CubeSats to Mars and beyond

CubeSats have gone from curious toys to capable tools. When CubeSats started flying a decade ago, many dismissed them as best suited for training students given their limitations. Advances have expanded their capabilities in areas as diverse as imaging the Earth and studying space weather, attracting greater interest from scientists and venture capitalists.
 
(It’s helped that CubeSats have gotten bigger, too, using that original 10-centimeter-cubed form factor as a building block for larger spacecraft, particularly the “3U” variant about 30 centimeters long.)
 
All of that activity and interest involving CubeSats, though, has been primarily limited to spacecraft in Earth orbit. Some scientists and engineers have started to explore what CubeSats could do beyond Earth orbit, including missions to the Moon and near Earth asteroids, with mission concepts being developed for launch later in the decade. But that interest is accelerating, with the first interplanetary CubeSat mission now under construction for launch next year, and concepts for increasingly ambitious missions under study.
 
That first interplanetary mission is now slated to be a JPL project called Mars Cube One, or MarCO. A pair of 6U CubeSats roughly 12 by 24 by 36 centimeters in size, the MarCO spacecraft will hitch a ride on next March’s Atlas V launch of the InSight Mars lander mission. Deployed from the upper stage of the rocket, MarCO-A and -B will coast in interplanetary space on the heels of InSight.
 
MarCO’s mission unfolds when the spacecraft arrive at Mars in September 2016. As InSight enters the Martian atmosphere, it will transmit telemetry at eight kilobits per second on a UHF band too weak to be detected back on Earth.
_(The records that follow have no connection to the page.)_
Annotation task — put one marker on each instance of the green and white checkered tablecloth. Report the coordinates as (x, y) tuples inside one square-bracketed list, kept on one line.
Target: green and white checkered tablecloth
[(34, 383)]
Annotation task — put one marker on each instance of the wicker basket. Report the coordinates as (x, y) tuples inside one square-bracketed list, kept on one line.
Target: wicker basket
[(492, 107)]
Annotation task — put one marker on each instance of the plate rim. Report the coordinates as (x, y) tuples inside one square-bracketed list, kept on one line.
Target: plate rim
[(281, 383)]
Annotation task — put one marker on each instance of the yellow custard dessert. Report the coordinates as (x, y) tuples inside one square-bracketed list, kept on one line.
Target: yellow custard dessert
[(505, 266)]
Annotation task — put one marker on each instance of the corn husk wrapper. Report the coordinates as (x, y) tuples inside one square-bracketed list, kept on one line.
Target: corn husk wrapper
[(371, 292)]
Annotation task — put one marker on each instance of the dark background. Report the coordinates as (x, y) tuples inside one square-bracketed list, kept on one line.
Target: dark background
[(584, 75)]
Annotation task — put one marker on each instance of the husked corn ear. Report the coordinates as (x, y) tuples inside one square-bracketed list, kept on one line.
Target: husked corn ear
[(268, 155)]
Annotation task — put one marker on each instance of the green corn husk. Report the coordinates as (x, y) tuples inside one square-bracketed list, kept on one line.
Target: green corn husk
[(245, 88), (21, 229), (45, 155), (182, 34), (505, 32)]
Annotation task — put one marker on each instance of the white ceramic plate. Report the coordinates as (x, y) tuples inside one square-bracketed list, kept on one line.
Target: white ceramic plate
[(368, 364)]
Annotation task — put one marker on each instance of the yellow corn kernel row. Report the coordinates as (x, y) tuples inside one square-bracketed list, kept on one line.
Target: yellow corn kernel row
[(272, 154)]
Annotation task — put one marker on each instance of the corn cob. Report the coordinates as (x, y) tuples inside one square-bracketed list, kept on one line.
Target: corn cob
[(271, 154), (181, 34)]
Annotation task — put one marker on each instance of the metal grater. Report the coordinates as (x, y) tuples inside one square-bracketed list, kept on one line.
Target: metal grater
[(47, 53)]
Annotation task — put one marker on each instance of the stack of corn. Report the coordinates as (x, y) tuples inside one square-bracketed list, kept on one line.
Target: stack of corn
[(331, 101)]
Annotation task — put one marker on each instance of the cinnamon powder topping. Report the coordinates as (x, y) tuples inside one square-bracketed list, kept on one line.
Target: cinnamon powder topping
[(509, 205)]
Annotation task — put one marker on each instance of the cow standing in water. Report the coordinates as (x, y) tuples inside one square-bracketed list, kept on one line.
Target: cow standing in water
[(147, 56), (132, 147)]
The MarCO cubesats, flying by Mars at an altitude of 3,500 kilometers, will receive those UHF signals and retransmit them on X-band frequencies back to Earth in real time.
 
MarCO won’t be the only relay for InSight during landing: the Mars Reconnaissance Orbiter (MRO) will also listen for the UHF signals for transmission back to Earth. However, MRO can’t simultaneously receive and transmit, so it will store InSight’s entry, descent, and landing telemetry for later retransmission back to Earth, a delay of an hour or more. MarCO will be able to relay the telemetry without delay.
 
MarCO is considered an experimental mission: one that provides a useful capability in support of InSight, but not an essential one. “MarCO is an experimental capability that has been added to the InSight mission, but is not needed for mission success,” said Jim Green, head of NASA’s planetary science division, in a June press release about the mission.
 
MarCO has come together quickly, JPL’s Andrew Klesh said in an August 11 presentation at the annual Conference on Small Satellites at Utah State University in Logan. It passed a mission concept review last October, allowing work on MarCO to begin in earnest. “We have a launch delivery date of December 1st of this year,” he said, with assembly of flight hardware starting the week of the conference.
 
For a CubeSat, MarCO is rather complex. “It’s quite a deployable mission,” Klesh said. Two solar panels deploy from either side of the spacecraft, generating 35 watts of power at launch, decreasing to 17 watts at Mars. A UHF antenna deploys from the bottom of the spacecraft to receive the InSight transmissions. A large “reflectarray” antenna unfolds from the top to transmit the high-gain X-band signal back to Earth.
 
MarCO is rather large for a CubeSat: the 6U form factor is only now starting to be used for missions, and at a mass of 14 kilograms, it’s far heavier than the typical 1U or 3U CubeSat. However, it makes use of much of the technology, from spacecraft subsystems to launch vehicle deployers, developed to support the broader CubeSat community.